Every gambler, young or old, has heard a story about someone hitting an eight team parlay and been filled with dreams of Vegas glory. In this article, we break down what parlay’s are, why they are ostensibly viewed as sucker bets, and how to turn the odds in your favor. The short answer to how to get the best parlay odds, is almost always going to be “have less teams”, except in one example which, trust me, we will get to. 

A Parlay is simply a type of bet with more than one item on the betting ticket. Every team that is added to the parlay card doubles the odds returned. So a two team parlay pays out at 2.6 to 1, a three team parlay pays out 6 to 1, a 4 team parlay pays out 12 to 1…etc. **Note that these odds are assuming a standard -110 team/selection is being added to the parlay card. More on that in a moment. 

However in order to win this bet and receive the full payout, ALL the items on the bet slip must win. If one of the items loses it’s a losing ticket. If one of the items splits, then that action is factored out of the parlay and your odds are dropped to the amount of live plays still on the ticket. I.E. If it’s a three team parlay and two hit but one splits, the ticket pays out as if it was a two team parlay. 
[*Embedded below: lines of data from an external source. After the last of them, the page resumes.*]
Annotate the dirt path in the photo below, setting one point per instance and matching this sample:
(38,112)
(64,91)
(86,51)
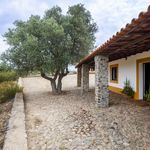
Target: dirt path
(71,121)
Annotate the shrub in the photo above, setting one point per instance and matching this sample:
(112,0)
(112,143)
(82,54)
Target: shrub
(147,95)
(8,90)
(8,76)
(128,90)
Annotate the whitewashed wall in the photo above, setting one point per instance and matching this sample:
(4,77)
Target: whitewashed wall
(127,69)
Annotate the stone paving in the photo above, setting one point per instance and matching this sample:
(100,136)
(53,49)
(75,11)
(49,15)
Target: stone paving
(72,122)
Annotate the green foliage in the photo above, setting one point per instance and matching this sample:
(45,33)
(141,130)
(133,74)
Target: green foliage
(128,90)
(8,90)
(147,95)
(8,76)
(5,67)
(50,43)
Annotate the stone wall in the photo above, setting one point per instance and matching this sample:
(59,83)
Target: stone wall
(101,81)
(85,78)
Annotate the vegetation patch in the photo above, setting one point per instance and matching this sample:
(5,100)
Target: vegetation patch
(8,76)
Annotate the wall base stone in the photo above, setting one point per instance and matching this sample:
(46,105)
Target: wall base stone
(101,81)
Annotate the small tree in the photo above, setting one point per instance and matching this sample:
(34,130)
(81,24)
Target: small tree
(50,43)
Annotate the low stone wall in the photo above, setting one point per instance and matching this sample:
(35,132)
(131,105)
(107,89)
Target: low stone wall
(16,137)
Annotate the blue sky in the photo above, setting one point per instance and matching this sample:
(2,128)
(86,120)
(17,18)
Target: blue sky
(110,15)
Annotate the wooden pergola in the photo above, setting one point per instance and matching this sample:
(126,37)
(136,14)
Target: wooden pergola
(133,39)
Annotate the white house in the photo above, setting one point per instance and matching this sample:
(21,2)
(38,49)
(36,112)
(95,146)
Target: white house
(124,56)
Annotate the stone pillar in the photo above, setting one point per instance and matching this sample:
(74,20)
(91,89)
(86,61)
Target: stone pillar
(101,81)
(85,78)
(79,77)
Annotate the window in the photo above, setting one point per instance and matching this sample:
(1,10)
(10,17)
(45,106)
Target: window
(114,73)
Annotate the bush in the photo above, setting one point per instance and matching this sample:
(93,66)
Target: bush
(147,95)
(8,76)
(8,90)
(128,90)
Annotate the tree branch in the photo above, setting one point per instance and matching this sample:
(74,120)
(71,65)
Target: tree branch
(46,77)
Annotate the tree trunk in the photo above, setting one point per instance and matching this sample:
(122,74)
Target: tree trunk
(59,84)
(55,89)
(53,84)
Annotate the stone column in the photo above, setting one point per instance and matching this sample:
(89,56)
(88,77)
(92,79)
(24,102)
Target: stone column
(85,78)
(101,81)
(79,77)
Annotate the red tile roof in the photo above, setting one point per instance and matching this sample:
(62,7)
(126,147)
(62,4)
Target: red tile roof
(133,39)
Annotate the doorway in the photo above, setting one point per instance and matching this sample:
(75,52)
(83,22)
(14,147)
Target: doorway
(146,69)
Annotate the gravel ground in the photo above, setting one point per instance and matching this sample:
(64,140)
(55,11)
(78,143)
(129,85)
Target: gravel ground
(5,110)
(71,121)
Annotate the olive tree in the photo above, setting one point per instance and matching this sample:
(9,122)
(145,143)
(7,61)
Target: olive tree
(49,44)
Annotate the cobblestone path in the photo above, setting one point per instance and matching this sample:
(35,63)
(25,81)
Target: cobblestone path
(72,122)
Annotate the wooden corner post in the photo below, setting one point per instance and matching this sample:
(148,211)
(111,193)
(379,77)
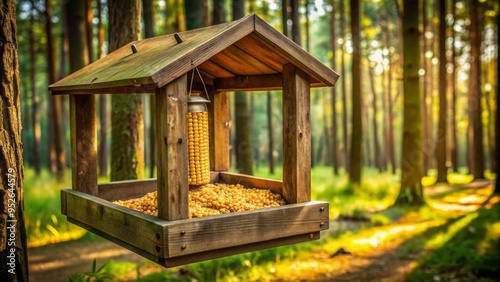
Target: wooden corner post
(296,135)
(83,144)
(172,154)
(218,118)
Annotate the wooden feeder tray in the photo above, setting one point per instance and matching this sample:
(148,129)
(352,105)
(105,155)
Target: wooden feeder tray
(172,243)
(247,54)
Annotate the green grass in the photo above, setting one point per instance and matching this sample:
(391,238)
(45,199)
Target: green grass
(44,222)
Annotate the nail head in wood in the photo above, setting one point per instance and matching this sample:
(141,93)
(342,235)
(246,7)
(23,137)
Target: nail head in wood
(134,48)
(178,38)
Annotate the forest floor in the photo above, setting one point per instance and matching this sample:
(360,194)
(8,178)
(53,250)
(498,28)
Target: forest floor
(381,261)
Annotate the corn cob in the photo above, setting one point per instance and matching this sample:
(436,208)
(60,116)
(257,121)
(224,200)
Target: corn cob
(199,160)
(213,199)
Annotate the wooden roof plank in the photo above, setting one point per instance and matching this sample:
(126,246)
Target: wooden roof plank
(248,46)
(294,53)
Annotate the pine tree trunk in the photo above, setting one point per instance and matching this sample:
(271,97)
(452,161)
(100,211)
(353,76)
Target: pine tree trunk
(453,141)
(35,119)
(270,132)
(345,133)
(497,114)
(474,97)
(442,134)
(425,131)
(127,139)
(150,132)
(103,102)
(333,43)
(411,175)
(376,145)
(389,114)
(13,247)
(219,12)
(194,14)
(357,127)
(56,118)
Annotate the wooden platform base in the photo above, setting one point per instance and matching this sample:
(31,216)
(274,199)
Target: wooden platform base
(173,243)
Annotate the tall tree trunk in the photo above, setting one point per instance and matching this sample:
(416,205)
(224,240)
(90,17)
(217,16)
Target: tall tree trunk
(219,12)
(376,145)
(270,131)
(194,14)
(35,119)
(149,22)
(345,133)
(497,113)
(13,247)
(56,118)
(286,8)
(103,102)
(243,140)
(391,155)
(127,140)
(426,133)
(474,97)
(90,29)
(411,174)
(296,22)
(357,128)
(453,82)
(333,46)
(442,134)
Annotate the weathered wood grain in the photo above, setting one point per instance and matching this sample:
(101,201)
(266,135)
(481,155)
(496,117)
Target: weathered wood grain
(140,230)
(172,155)
(248,46)
(219,128)
(248,181)
(125,190)
(240,228)
(83,137)
(296,135)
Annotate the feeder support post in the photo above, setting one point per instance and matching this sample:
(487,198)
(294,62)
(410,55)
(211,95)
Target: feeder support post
(83,144)
(296,135)
(219,126)
(172,155)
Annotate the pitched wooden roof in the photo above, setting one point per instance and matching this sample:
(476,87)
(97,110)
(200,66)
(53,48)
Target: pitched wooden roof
(247,54)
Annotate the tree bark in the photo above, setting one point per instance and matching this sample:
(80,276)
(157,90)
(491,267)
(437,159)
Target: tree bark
(243,146)
(13,247)
(497,114)
(333,47)
(376,145)
(474,96)
(270,132)
(127,140)
(219,12)
(411,175)
(453,141)
(149,21)
(194,14)
(103,102)
(442,134)
(35,119)
(56,118)
(357,128)
(345,133)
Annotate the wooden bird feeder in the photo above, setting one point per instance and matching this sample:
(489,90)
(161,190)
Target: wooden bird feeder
(247,54)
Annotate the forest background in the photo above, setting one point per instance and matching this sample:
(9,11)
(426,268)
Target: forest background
(358,126)
(324,29)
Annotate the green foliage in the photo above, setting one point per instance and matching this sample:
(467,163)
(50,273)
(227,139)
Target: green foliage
(95,275)
(466,248)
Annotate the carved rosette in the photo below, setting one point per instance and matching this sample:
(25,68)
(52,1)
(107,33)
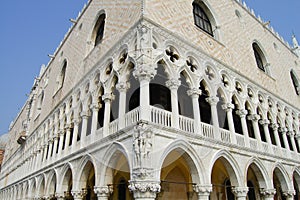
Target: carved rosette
(268,193)
(144,189)
(240,191)
(103,191)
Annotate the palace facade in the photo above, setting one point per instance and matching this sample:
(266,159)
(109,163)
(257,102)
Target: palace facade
(150,99)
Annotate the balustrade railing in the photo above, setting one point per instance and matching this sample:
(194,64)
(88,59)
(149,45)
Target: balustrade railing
(186,124)
(160,116)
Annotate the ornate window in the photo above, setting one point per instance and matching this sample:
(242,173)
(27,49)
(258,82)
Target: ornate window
(259,57)
(99,29)
(295,82)
(201,19)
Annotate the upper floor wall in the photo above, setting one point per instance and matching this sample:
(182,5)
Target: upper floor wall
(234,30)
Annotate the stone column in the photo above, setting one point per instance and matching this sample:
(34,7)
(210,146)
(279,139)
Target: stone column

Though most readers probably do not want to hear it, parlay’s are generally considered a sucker’s bet. This is because the odds of a winning a parlay do not scale with the odds that Vegas (or your online sportsbook) pay out. One quick example and then we’ll get to the fun stuff. For any given game, there are two potential outcomes. A win and a loss. For any two games, therefore there are four potential outcomes. 

  1. win/win
  2. win/lose
  3. lose/lose
  4. lose/win

Therefore the odds of hitting a two team parlay are 1 in 4. However, noting above, Vegas only pays out 2.6 to 1 for winning a two team parlay. If we move to a three team parlay, the odds are even worse. In a three team parlay, there are now 8 potential outcomes (1/2 x 1/2 x 1/2), however the payout is only 6 to 1 (1/2 + 1/2 +1/2). Add as many teams as you like, the math on each side of the equation remains the same.

Looking for Correlations Within Parlay’s

The only tried and true method of “beating” the system is to look for outcomes that are implied by factoring things such as style of play, expected game flow, and all matters of externalities. Let’s take a look at some theoretical examples, starting with college football. 

The classic example features an up-tempo team (think a Chip Kelly Oregon team) playing a run heavy, defensive oriented team (think Wisconsin). In this example, instead of a straight bet, one would, theoretically, either take (a) Wisconsin and the Under or (b) Oregon and the Over as one of the styles is going to win the day. Let’s get less abstract.  

Let’s say that 80% of double digit home favorites who lose the first quarter, cover the second quarter spread. Obviously, we’re assuming that gambler in this example has some belief that a first quarter upset is likely. What we’re interested in is maximizing the return on that “insight.” Whether it be a parlay, an upset, or a prop bet Vegas’ take is always priced into the payout odds. The goal is to maximize any perceived insight by the bettor. 

Now in this example, the strategy would be clear. One ould parlay with the first quarter money line, then the second quarter favorite with the spread.

If you just tried to do this, you probably realized that most sports books do not allow for such parlays (within quarters). This is for the same reason that they do not allow same game parlay’s between spreads and totals when spreads are in excess of 14 points. This is how sports books typically safeguard themselves from . If the spreads become large enough they ultimately rub up against a game’s total thereby increasing the likelihood of both items hitting. In other words, if a team is favored by 35 and the total is 38, there’s a very good chance that BOTH outcomes are going to be decided by whether the team that’s favored covers the 35 points.